There’s always been a low-fi fringe to the funeral doom fraternity – and metal in general, I suppose – and it’s easy to forget the appeal of that in these days of digital perfection. What’s more the possibilities of the genre have been mushrooming out from the crevices of gothic mildew which have been the traditional haunts of these doomsters of glacial pace and exploiting long overlooked possibilities. In short the funeral doom bar has been raised very high which makes it all the more jarring when you hear something that isn’t perfect. But some imperfections – and there are a few in this debut by Chalice of Suffering – can sometimes help to highlight the triumphs. Perhaps it’s just me, or perhaps it’s a metal thing, but I often can’t help liking something despite its faults – and in this case even because of some of those hackneyed lyrics and drab spoken word sections.

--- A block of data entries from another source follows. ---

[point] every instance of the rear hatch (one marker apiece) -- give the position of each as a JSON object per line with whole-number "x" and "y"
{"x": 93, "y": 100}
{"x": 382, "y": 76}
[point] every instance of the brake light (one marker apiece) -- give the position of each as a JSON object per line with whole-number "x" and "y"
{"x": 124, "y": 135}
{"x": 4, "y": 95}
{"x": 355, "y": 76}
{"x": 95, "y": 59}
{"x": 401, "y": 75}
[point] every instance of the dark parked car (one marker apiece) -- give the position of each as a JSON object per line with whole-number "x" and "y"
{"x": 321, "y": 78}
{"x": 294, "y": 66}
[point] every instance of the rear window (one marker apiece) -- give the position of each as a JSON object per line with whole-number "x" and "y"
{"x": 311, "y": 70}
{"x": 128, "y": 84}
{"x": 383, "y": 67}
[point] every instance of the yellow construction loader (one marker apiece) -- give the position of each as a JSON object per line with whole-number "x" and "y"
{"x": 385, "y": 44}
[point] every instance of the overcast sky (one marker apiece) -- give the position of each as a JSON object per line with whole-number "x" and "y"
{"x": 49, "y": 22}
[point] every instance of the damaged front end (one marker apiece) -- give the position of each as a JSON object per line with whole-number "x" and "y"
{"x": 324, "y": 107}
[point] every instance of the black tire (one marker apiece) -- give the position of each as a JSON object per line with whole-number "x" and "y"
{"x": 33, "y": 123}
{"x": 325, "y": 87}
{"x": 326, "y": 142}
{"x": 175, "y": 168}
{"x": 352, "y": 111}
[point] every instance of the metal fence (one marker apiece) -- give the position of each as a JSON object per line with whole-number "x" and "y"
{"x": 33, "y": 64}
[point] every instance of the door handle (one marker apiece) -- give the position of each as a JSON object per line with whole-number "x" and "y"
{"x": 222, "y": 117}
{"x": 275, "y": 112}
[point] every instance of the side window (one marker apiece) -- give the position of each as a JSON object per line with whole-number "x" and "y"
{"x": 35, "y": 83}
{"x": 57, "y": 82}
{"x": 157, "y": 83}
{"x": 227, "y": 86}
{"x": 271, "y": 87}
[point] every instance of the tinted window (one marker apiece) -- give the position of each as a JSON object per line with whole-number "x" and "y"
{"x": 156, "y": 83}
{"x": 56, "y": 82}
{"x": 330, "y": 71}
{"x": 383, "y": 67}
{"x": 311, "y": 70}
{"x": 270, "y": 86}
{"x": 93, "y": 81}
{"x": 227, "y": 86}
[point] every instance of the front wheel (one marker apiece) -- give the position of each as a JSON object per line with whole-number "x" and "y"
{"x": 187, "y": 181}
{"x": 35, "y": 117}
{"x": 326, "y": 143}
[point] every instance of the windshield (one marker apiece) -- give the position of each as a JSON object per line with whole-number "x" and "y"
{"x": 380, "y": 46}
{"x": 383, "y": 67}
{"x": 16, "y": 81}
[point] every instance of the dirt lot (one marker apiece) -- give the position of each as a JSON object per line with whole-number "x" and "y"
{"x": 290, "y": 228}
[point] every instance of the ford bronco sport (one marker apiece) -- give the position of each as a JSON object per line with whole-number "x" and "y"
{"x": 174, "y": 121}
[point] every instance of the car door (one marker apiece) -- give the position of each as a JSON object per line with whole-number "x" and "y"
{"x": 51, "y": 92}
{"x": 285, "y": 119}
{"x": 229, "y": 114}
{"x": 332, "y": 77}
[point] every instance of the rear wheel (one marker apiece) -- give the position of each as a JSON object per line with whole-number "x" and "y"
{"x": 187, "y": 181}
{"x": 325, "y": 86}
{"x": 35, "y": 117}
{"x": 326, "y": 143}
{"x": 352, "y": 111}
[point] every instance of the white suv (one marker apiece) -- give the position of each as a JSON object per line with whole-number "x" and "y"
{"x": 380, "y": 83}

Not that For You I Die is strictly lo-fi but let’s just say the gradient between what’s good about it and what’s more challenging may well be steeper than most releases. But I sure as hell would like something that at times sounds charmingly amateurish and then thunderingly addictive at others than the vast army of copycats and averageness that currently spews forth from the digital ‘super’ highway. Opener Darkness provides the album with a slightly pedestrian start and second track suffers from the curse of the spoken word vocal (imagine verve and nasal delivery of Kevin Arnold’s friend Paul from cringy 1980s snore-fest The Wonder Years) complete with some cheeseball lyrics. But even by then the hooks that Chalice of Suffering can offer are beginning to settle like an ill-timed but determined snowfall.

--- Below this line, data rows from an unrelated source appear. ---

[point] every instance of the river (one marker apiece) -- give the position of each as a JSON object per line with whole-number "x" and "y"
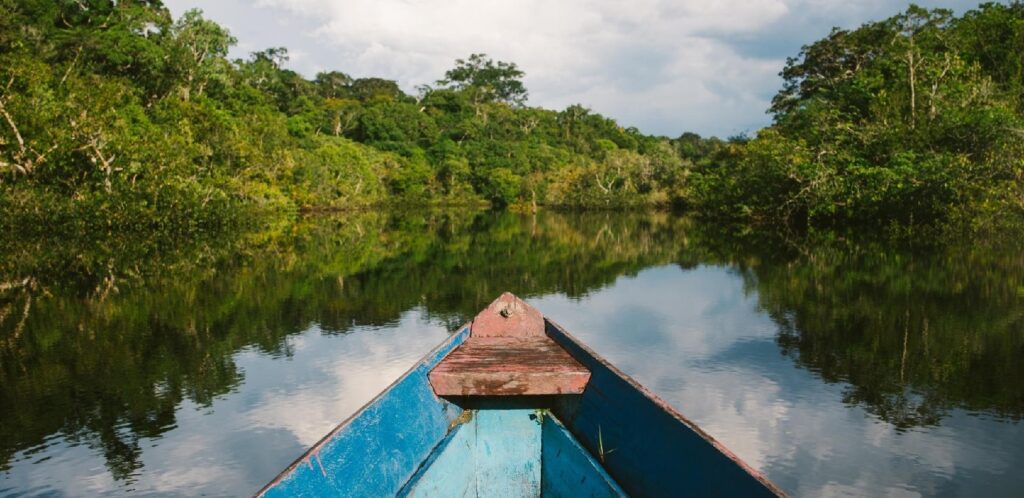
{"x": 837, "y": 364}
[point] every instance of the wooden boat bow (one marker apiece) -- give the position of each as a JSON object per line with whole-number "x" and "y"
{"x": 509, "y": 354}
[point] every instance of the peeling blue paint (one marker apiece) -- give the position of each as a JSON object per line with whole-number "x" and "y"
{"x": 379, "y": 449}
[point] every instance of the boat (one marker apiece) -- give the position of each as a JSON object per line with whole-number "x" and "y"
{"x": 513, "y": 405}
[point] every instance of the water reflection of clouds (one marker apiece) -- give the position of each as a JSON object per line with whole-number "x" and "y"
{"x": 698, "y": 339}
{"x": 245, "y": 439}
{"x": 694, "y": 336}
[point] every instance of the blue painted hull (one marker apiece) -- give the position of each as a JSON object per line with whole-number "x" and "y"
{"x": 614, "y": 440}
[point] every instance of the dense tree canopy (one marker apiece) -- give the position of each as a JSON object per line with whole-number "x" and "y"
{"x": 114, "y": 114}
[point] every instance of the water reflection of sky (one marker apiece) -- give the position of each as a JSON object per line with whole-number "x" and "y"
{"x": 695, "y": 337}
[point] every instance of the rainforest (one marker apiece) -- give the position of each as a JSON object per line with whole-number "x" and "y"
{"x": 114, "y": 115}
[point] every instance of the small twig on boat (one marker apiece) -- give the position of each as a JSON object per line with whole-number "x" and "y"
{"x": 600, "y": 446}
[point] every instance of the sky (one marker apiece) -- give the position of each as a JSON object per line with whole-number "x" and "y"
{"x": 665, "y": 67}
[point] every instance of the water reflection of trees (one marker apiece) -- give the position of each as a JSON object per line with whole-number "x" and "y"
{"x": 100, "y": 341}
{"x": 911, "y": 333}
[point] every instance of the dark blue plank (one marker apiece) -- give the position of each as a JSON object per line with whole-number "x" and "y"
{"x": 567, "y": 470}
{"x": 376, "y": 451}
{"x": 648, "y": 448}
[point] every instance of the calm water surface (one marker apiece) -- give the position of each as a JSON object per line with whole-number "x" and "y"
{"x": 837, "y": 366}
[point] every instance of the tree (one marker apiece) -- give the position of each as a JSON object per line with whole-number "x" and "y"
{"x": 488, "y": 80}
{"x": 199, "y": 49}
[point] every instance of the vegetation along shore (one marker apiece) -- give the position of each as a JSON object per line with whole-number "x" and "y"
{"x": 115, "y": 115}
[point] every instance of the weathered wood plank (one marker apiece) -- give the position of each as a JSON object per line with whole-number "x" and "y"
{"x": 508, "y": 317}
{"x": 497, "y": 366}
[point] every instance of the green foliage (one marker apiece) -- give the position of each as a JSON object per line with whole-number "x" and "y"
{"x": 486, "y": 80}
{"x": 914, "y": 119}
{"x": 114, "y": 109}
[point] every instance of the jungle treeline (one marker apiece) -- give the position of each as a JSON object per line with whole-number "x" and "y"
{"x": 115, "y": 114}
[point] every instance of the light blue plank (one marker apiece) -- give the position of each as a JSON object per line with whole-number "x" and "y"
{"x": 497, "y": 454}
{"x": 568, "y": 470}
{"x": 450, "y": 470}
{"x": 382, "y": 446}
{"x": 508, "y": 453}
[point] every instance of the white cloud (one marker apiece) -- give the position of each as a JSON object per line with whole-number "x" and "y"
{"x": 666, "y": 67}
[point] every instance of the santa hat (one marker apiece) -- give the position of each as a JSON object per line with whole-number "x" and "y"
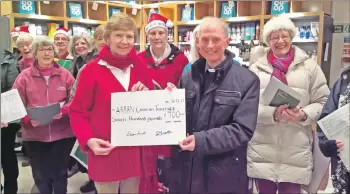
{"x": 19, "y": 30}
{"x": 157, "y": 20}
{"x": 61, "y": 31}
{"x": 278, "y": 23}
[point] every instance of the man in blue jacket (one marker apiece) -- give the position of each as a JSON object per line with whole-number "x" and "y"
{"x": 222, "y": 102}
{"x": 339, "y": 96}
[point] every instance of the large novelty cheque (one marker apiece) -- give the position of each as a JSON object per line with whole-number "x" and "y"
{"x": 148, "y": 118}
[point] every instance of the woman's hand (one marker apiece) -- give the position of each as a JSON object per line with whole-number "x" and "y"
{"x": 100, "y": 147}
{"x": 295, "y": 114}
{"x": 58, "y": 116}
{"x": 170, "y": 86}
{"x": 35, "y": 123}
{"x": 3, "y": 124}
{"x": 340, "y": 145}
{"x": 139, "y": 87}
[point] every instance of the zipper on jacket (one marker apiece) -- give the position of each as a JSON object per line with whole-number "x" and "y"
{"x": 48, "y": 102}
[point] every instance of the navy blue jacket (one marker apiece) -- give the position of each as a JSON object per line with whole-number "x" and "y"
{"x": 222, "y": 119}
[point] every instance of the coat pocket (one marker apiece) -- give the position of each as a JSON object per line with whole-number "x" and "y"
{"x": 225, "y": 104}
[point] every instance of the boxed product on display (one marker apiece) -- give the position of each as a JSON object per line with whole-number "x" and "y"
{"x": 227, "y": 10}
{"x": 75, "y": 10}
{"x": 26, "y": 7}
{"x": 279, "y": 7}
{"x": 113, "y": 10}
{"x": 187, "y": 13}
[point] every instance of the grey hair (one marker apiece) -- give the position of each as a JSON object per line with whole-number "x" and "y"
{"x": 42, "y": 41}
{"x": 213, "y": 21}
{"x": 24, "y": 38}
{"x": 86, "y": 37}
{"x": 194, "y": 50}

It’s the mid-album tracks like Who Will Cry that begin to get right under your skin with their gloomy melodies and morose, plodding repetition – things that would normally be criticisms if you were talking about, say, thrash metal but which are unquestionably positive when it comes to funeral doom. By then you get the feeling these guys have something and may just have misfired the delivery here and there. By the fourth track the addictive melodies are in full swing, the vocals are beginning to blister like a smelting furnace and there is a very cool tremolo guitar delivery just after the halfway point that makes you wish you could just hand the release back and ask them to try a bit harder on the first two tracks. The bag-pipe track I really like – if only it had been spliced with some heavy guitar I think it would have blown my bloody head off by this point – and the poetic Irish verse of the penultimate track combined with an interesting flattened riff provides a decent diversion from the usual funeral doom formula.
For completeness sake the final track ain’t bad either so what we have here is an album that I could actually get into if my pea sized stegosaurus brain can get over a few of the obvious faults. Definitely worth the plunge if funeral doom is your thing and you may actually find you have a bit of an unpolished gem after a few listens. But I can’t help feeling the band has made this harder than it needed to be.